No money for a true paver patio, however....what if I put down heavy plastic over the grass, put 16"x16" square pavers down, held together with the standard paver plastic edging/spikes.

I save on gravel/digging....no weeds....and cheap.

HOWEVER, the grass may stink while it decomposes...the blocks will shift..etc.

What other pitfalls am I looking at?

Thanks!

PS This is only for a muddy space by our garage that gets no sun and where we store our garbage cans...not to sit out on and have a beer..lol

So...just the ground shifting I guess :-/


----------



## Bondo (Dec 8, 2007)

D270 said:


> Hi,
> 
> No money for a true paver patio, however....what if I put down heavy plastic over the grass, put 16"x16" square pavers down, held together with the standard paver plastic edging/spikes.
> 
> ...


Ayuh,... While it won't be a long lived project,...

If ya dig a hole, 'bout the size, 'n depth of the paver blocks, or alittle less, dependin' on the grade...
You can use the removed dirt/ grass to edge along the plastic paver surround to help hold it in place...

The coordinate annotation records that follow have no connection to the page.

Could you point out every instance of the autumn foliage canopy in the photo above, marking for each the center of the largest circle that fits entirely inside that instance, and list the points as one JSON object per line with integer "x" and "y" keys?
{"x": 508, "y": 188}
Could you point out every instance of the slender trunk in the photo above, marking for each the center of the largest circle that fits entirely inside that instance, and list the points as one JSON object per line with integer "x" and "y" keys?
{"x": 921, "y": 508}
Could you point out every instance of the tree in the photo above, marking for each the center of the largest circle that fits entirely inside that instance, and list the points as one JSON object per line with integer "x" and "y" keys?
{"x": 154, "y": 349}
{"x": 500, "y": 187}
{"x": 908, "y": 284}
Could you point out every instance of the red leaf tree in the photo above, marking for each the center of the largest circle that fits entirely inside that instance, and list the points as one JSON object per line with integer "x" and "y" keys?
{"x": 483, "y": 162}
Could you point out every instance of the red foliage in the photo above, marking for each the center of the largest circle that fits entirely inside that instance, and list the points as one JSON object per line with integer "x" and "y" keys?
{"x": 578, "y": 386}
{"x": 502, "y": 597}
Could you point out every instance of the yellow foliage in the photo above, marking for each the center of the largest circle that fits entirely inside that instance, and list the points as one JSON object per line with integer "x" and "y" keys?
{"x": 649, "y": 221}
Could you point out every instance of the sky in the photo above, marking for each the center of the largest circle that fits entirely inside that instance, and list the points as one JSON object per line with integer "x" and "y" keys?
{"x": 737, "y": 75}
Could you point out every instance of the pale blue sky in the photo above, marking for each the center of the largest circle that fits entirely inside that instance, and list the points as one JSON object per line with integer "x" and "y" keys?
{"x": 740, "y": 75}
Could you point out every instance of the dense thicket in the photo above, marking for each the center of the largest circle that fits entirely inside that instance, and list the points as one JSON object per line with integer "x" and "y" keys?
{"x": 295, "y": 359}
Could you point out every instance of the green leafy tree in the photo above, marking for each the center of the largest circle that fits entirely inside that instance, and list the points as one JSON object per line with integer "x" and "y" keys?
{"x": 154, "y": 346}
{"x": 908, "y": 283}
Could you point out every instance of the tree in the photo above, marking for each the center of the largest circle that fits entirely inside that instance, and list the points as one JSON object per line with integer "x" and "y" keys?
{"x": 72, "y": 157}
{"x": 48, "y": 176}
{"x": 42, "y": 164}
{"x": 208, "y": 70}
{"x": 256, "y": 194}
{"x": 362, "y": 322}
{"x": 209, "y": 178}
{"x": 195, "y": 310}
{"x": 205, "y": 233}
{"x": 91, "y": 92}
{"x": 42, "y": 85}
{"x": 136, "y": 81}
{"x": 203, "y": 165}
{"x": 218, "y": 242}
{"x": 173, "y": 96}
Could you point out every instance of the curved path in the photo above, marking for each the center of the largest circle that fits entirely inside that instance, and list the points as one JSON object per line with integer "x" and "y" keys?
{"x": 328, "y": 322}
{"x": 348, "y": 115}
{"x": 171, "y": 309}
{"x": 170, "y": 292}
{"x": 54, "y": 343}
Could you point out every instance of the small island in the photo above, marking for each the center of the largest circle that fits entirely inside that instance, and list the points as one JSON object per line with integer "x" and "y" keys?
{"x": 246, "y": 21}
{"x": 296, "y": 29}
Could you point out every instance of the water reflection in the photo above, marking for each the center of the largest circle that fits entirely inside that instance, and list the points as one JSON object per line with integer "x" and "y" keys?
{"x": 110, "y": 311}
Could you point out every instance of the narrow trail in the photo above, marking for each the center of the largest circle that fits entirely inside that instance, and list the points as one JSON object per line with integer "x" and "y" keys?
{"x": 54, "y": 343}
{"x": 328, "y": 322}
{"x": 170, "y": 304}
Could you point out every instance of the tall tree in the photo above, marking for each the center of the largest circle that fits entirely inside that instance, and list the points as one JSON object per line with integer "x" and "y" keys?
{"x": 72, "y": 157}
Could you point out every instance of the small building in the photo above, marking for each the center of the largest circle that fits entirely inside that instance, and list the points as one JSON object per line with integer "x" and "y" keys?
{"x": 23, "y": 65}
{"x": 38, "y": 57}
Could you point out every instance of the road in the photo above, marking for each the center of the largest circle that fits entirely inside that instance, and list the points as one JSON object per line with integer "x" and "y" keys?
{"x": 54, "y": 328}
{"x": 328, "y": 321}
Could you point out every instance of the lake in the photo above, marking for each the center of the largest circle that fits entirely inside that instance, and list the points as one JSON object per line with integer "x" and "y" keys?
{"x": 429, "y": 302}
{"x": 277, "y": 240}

No doubt better than a muddy spot....:wink:


----------



## Polly003 (Aug 24, 2011)

If you have not already done this project, you might want to use a grass killer first to remove grass so there would be no grass to stink under the plastic. Also black plastic instead of clear is more likely to keep the grass from growing back. Instead of (or in addition to) plastic, laying down treated plywood, with landscape edging screwed to the plywood, then the blocks on top, will help with shifting as well as helping to keep blocks level. I am in Texas (used to be in Illinois) and have used plywood with cheap 2x8x16 blocks on top (36 for a 4x8 piece of plywood). Lasts for years here, but can be removed if need be.


----------